Saving and AD

Cards (15)

  • What is saving in the context of disposable income?
    Saving is that part of disposable income that is not spent on goods and services.
  • How does an increase in savings affect consumption in the economy?
    An increase in savings leads to less consumption taking place in the economy.
  • What happens to the aggregate demand (AD) curve when savings increase?
    The AD curve will shift to the left when savings increase.
  • What are the two things an individual can do with their income?
    An individual can either spend it or save it.
  • Why is the level of real disposable income a key determinant of saving?
    Because without income, individuals cannot save.
  • How does an increase in income affect both consumption and saving?
    An increase in income can lead to both increased consumption and increased saving.
  • What is the impact of higher interest rates on saving?
    Higher interest rates encourage more saving due to increased rates of return.
  • What effect do low interest rates have on saving and spending?
    Low interest rates encourage more borrowing and spending, leading to less saving.
  • How does consumer confidence influence saving behavior?
    Low consumer confidence encourages more saving and less spending.
  • What role do financial institutions play in saving in developing countries?
    The poor range and trustworthiness of financial institutions can reduce the incentive to save in developing countries.
  • What is a barrier to saving in developing countries related to education?
    Lack of knowledge about the benefits of saving and how banks operate can be a barrier to saving.
  • What are tax incentives like ISAs designed to do?
    They are designed to encourage more saving by providing tax-free returns on savings.
  • How does the age structure of the population affect saving according to Modigliani?

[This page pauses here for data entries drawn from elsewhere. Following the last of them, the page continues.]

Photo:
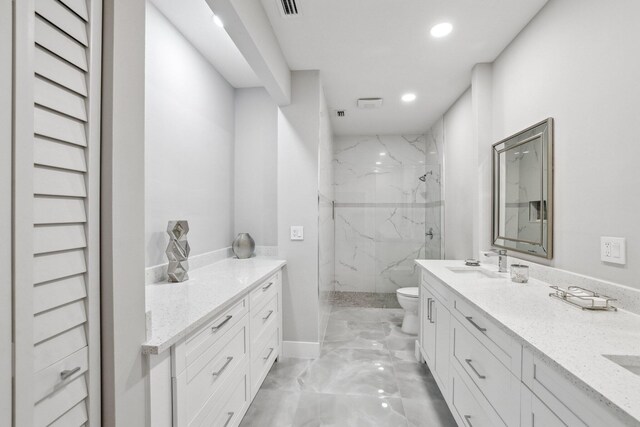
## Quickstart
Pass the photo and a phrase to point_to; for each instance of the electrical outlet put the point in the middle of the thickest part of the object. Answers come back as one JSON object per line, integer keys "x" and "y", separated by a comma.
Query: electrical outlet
{"x": 613, "y": 250}
{"x": 297, "y": 232}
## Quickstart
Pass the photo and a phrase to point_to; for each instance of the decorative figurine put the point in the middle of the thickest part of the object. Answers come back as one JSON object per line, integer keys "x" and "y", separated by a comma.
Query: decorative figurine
{"x": 178, "y": 251}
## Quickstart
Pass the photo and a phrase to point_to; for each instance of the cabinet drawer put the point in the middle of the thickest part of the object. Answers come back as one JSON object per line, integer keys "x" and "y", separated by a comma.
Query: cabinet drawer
{"x": 536, "y": 414}
{"x": 491, "y": 377}
{"x": 60, "y": 374}
{"x": 568, "y": 402}
{"x": 200, "y": 341}
{"x": 207, "y": 374}
{"x": 262, "y": 319}
{"x": 265, "y": 353}
{"x": 227, "y": 407}
{"x": 437, "y": 288}
{"x": 499, "y": 343}
{"x": 468, "y": 409}
{"x": 265, "y": 291}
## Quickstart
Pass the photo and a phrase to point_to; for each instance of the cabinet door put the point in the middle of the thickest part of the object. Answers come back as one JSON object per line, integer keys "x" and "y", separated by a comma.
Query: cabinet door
{"x": 442, "y": 319}
{"x": 428, "y": 338}
{"x": 56, "y": 189}
{"x": 536, "y": 414}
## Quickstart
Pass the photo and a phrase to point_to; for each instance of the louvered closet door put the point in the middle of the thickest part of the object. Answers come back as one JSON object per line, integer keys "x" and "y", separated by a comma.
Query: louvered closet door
{"x": 57, "y": 169}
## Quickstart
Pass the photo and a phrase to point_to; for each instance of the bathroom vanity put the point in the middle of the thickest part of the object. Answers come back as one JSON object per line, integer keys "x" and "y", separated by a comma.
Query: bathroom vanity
{"x": 506, "y": 354}
{"x": 212, "y": 341}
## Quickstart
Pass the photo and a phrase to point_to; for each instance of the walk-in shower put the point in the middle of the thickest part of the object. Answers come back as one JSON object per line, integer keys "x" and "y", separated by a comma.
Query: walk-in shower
{"x": 388, "y": 207}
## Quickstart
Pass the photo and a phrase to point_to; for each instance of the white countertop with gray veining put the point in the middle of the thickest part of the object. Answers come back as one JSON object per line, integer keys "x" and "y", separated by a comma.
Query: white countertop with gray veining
{"x": 179, "y": 308}
{"x": 565, "y": 337}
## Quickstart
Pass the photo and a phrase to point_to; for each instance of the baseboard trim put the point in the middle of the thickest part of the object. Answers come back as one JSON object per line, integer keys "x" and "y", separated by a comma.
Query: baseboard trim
{"x": 301, "y": 349}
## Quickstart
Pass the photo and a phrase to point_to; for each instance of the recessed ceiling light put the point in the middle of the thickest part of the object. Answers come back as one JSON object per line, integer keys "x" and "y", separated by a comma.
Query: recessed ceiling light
{"x": 441, "y": 30}
{"x": 218, "y": 21}
{"x": 409, "y": 97}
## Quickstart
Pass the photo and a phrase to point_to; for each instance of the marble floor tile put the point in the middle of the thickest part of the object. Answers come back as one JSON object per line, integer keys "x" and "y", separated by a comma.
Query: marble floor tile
{"x": 432, "y": 413}
{"x": 316, "y": 410}
{"x": 415, "y": 381}
{"x": 271, "y": 408}
{"x": 364, "y": 299}
{"x": 366, "y": 375}
{"x": 343, "y": 330}
{"x": 284, "y": 374}
{"x": 403, "y": 356}
{"x": 397, "y": 340}
{"x": 353, "y": 372}
{"x": 361, "y": 343}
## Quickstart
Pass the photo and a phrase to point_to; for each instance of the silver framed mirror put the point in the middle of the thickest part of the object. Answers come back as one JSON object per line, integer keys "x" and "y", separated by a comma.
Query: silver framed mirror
{"x": 522, "y": 193}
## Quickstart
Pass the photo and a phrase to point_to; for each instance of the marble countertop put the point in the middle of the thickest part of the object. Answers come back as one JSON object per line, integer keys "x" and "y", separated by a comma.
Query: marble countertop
{"x": 179, "y": 308}
{"x": 572, "y": 340}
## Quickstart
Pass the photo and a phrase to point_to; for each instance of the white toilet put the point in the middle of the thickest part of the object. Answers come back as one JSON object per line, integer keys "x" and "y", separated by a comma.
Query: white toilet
{"x": 408, "y": 299}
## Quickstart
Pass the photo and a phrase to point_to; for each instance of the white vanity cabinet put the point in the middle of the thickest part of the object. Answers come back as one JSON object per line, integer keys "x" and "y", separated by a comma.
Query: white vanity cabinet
{"x": 485, "y": 375}
{"x": 210, "y": 377}
{"x": 435, "y": 321}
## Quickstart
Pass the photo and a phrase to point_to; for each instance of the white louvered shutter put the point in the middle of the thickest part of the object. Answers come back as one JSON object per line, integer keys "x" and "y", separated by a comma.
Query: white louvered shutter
{"x": 57, "y": 195}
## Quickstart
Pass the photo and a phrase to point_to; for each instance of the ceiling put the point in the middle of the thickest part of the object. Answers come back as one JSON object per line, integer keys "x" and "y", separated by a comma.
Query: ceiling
{"x": 194, "y": 19}
{"x": 382, "y": 48}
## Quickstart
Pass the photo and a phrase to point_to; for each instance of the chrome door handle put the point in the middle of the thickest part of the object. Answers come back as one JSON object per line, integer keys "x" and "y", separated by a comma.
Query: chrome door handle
{"x": 268, "y": 355}
{"x": 431, "y": 310}
{"x": 482, "y": 377}
{"x": 230, "y": 416}
{"x": 470, "y": 319}
{"x": 229, "y": 359}
{"x": 215, "y": 328}
{"x": 68, "y": 372}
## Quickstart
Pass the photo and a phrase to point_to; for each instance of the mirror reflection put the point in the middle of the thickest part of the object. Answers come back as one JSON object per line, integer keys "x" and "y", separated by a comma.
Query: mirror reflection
{"x": 522, "y": 188}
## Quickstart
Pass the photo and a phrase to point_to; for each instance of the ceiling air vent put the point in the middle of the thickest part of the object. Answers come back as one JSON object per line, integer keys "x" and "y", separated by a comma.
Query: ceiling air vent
{"x": 369, "y": 102}
{"x": 289, "y": 8}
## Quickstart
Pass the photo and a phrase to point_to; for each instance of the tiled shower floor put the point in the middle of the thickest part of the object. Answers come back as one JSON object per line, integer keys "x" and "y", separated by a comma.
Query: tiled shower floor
{"x": 366, "y": 375}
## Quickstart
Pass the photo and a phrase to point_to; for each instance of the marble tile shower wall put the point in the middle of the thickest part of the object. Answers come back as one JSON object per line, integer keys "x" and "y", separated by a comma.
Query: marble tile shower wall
{"x": 383, "y": 209}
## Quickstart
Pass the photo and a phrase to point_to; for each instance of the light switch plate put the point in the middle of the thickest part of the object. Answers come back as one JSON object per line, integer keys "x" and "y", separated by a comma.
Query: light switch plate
{"x": 297, "y": 232}
{"x": 613, "y": 250}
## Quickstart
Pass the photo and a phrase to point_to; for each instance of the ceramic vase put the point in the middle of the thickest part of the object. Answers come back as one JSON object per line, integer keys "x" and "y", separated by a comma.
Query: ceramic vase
{"x": 244, "y": 246}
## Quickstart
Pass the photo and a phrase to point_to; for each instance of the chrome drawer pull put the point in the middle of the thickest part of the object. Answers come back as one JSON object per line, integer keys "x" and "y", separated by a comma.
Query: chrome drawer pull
{"x": 215, "y": 328}
{"x": 482, "y": 377}
{"x": 68, "y": 372}
{"x": 229, "y": 359}
{"x": 431, "y": 310}
{"x": 268, "y": 355}
{"x": 230, "y": 415}
{"x": 470, "y": 319}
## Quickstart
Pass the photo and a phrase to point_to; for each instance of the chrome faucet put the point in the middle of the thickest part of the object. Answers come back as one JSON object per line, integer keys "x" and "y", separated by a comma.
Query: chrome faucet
{"x": 502, "y": 259}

    The middle-aged population is more likely to save for their children and retirement.
  • What are the key determinants of saving in the economy?
    • Level of real disposable income
    • Interest rates
    • Consumer confidence
    • Range and trustworthiness of financial institutions
    • Education about saving
    • Tax incentives like ISAs
    • Age structure of the population
  • What happens to the level of savings if the majority of the population is middle-aged?
    If the majority of the population is middle-aged, the likelihood of savings rising increases.